Faisant suite à la mission d’évaluation de 2004, une nouvelle équipe de PHI 81 constituée de Claudine MARTIN, Médecin, Anne-Marie FEVRE, infirmière, Françoise BALSSA et Alain MALIGNON, pharmaciens, s’est rendue à Butaré, ville jumelée avec Castres, du 16 Novembre au 5 Décembre 2005.

Les liens créés lors de la première mission et entretenus tout au long de l’année ont facilité son action.

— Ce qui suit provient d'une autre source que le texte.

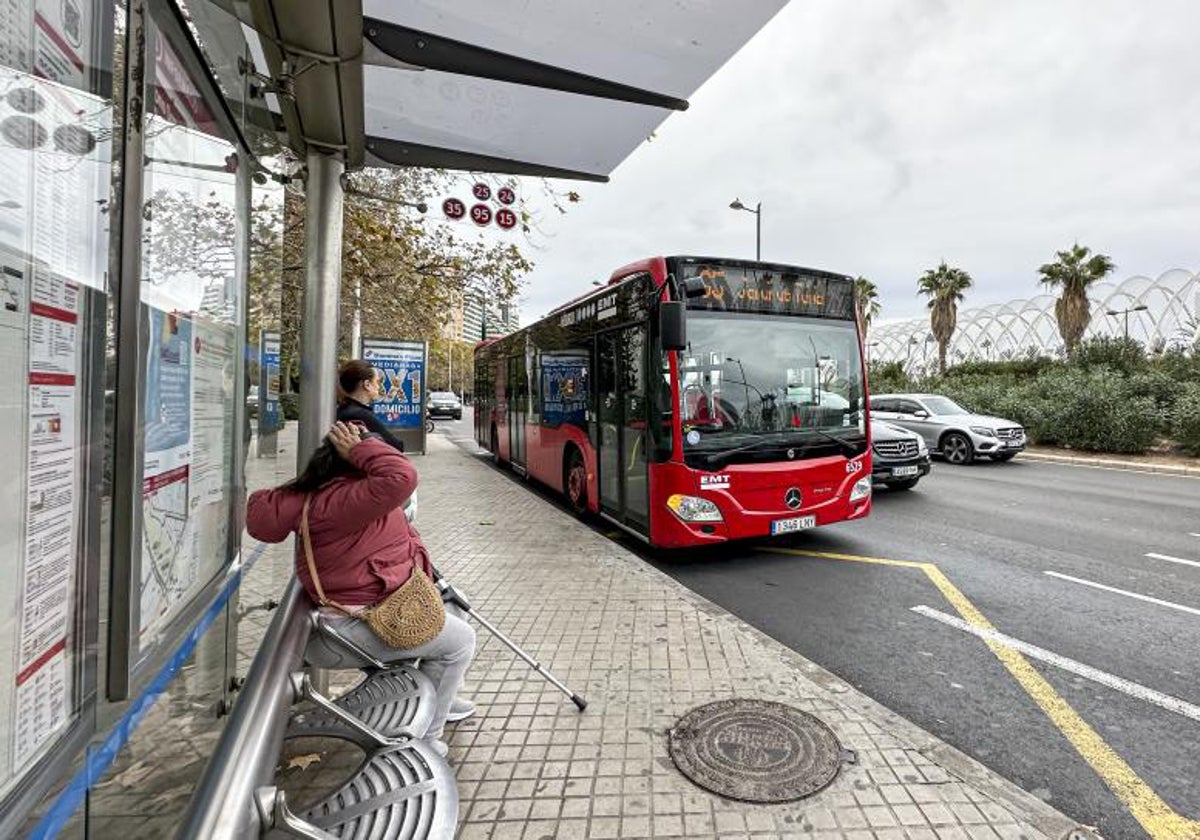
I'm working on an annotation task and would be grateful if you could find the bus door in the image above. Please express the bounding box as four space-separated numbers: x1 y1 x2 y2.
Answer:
504 356 528 467
596 326 649 532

A – VISITE DES CENTRES DE SANTE

        1 - Centre de santé de RANGO

Devant l’importance des besoins du centre, identifiés lors de la mission 2004, l’équipe a pensé qu’il serait intéressant d’y consacrer quelques jours. Après demande auprès de la mairie - Rango est un centre de santé d’état – l'équipe a été autorisée à s’y rendre durant cinq matinées.

Ce centre se situe à environ 5 kms du centre de Butaré dans un quartier populaire. Il dessert 20 600 personnes.

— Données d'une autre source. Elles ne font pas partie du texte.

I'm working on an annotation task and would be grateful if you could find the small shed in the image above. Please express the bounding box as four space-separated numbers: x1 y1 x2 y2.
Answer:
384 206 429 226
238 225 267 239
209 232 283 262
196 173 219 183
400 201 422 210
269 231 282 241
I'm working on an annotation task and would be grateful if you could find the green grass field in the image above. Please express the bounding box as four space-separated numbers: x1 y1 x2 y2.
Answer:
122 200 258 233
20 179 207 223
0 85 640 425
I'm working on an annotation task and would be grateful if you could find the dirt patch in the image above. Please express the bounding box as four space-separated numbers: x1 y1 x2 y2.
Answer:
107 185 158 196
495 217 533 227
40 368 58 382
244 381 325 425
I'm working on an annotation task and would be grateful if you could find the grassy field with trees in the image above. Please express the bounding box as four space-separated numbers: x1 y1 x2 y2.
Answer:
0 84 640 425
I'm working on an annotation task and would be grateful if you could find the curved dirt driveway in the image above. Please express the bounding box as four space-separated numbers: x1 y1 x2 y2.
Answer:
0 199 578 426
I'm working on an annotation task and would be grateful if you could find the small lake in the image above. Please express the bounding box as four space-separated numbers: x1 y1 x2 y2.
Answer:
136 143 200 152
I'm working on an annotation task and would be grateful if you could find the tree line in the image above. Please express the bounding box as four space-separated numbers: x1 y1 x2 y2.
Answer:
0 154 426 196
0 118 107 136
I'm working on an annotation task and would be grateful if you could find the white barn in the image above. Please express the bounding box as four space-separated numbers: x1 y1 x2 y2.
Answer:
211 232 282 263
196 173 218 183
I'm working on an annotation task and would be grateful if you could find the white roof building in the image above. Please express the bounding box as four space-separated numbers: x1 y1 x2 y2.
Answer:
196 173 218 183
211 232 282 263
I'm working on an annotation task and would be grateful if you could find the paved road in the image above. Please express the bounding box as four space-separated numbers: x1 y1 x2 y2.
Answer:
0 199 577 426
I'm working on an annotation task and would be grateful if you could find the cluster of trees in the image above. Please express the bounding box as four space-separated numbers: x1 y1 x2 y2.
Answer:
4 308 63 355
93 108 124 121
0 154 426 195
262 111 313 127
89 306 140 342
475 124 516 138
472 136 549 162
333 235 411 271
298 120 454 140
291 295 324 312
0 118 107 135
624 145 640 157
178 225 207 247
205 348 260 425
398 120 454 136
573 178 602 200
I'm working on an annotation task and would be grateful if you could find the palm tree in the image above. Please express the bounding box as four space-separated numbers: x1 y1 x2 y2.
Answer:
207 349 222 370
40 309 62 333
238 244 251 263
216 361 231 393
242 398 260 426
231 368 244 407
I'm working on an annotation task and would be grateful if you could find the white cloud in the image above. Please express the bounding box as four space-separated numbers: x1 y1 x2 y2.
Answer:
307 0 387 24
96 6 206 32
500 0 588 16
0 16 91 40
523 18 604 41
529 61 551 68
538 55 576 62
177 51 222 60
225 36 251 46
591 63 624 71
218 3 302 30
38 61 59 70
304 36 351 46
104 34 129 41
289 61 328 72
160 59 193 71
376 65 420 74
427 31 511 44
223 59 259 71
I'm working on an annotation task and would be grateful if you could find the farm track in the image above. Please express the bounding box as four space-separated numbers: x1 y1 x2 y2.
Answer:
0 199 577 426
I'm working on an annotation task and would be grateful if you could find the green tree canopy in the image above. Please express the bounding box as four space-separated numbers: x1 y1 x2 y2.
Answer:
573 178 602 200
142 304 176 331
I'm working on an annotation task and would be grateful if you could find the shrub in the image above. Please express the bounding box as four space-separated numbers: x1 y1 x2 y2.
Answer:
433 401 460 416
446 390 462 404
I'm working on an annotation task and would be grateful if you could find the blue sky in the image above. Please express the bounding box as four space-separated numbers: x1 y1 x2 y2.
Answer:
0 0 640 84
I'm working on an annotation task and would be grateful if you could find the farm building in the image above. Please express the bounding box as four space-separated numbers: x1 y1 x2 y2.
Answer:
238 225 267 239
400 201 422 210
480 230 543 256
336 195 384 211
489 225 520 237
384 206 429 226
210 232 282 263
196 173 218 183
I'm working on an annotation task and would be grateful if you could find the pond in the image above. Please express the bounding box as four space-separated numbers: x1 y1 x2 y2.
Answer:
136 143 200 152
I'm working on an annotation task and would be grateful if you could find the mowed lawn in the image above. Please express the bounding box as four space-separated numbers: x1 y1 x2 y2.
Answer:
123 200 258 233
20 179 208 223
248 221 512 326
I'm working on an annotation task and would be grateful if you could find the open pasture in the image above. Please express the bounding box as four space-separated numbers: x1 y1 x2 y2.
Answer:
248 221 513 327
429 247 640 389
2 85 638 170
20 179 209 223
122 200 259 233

Les locaux se composent de deux grands bâtiments de briques et toits de tôles et d’un petit bâtiment de deux pièces qui abrite le bureau de PERPETUE, la responsable, et d’une pièce actuellement vide. Cette dernière était utilisée comme réserve à l’époque où le PAM (Programme Alimentaire Mondial) aidait le centre nutritionnel. Ces bâtiments n’ont ni eau, ni électricité.

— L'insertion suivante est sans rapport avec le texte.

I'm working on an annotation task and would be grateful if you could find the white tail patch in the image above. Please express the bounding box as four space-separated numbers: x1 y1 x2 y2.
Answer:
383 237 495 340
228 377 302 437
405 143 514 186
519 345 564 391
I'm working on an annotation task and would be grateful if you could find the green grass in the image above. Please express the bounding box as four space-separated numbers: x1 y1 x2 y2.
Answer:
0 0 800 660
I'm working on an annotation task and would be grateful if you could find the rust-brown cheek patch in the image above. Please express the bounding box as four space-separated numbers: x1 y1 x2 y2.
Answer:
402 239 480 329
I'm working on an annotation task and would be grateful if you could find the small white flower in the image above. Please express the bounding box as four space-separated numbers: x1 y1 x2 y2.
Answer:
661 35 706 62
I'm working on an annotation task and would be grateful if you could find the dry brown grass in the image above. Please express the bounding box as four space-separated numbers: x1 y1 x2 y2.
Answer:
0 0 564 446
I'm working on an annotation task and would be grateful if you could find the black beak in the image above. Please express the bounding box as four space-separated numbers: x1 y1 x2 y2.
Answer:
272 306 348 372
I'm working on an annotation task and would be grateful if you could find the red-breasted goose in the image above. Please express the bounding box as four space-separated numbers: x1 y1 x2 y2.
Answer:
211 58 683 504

Le premier bâtiment est réservé aux consultations et aux soins. Il se compose d’une salle d’accueil – salle d’attente avec le bureau de la secrétaire et les bancs pour les patients. Cette salle dessert la salle de soins, le laboratoire, une petite pièce de réserve, le bureau de consultations et la pharmacie.

Le deuxième bâtiment, situé à une vingtaine de mètres, se compose d’un préau qui servait de cuisine au centre nutritionnel, d’une salle de consultations prénatales, d’une petite salle d’accouchement, d’un dortoir d’hospitalisation et d’une grande salle polyvalente (formation, prévention, vaccination …).

Le personnel, environ douze personnes, comprend trois infirmières diplômées d’état, deux auxiliaires de santé, une assistante sociale nutritionniste, un laborantin, une secrétaire, deux travailleurs, un caissier et un veilleur.

Le centre est ouvert 24h/24. Des infirmières sont détachées pour aller en moto faire des soins à domicile sur les collines, faire de la prévention et former les animateurs de santé.

Les pathologies courantes sont :

Ce centre gère aussi la contraception .

Notre action :
Tout d’abord, nous avons fait l’état des lieux : la salle de soins, grande et mal entretenue (peinture décollée et pendante, vitre cassée), le lavabo cassé et percé est surmonté d’un robinet sans alimentation en eau. Celle-ci est stockée dans un grand bidon que les travailleurs remplissent au fur et à mesure.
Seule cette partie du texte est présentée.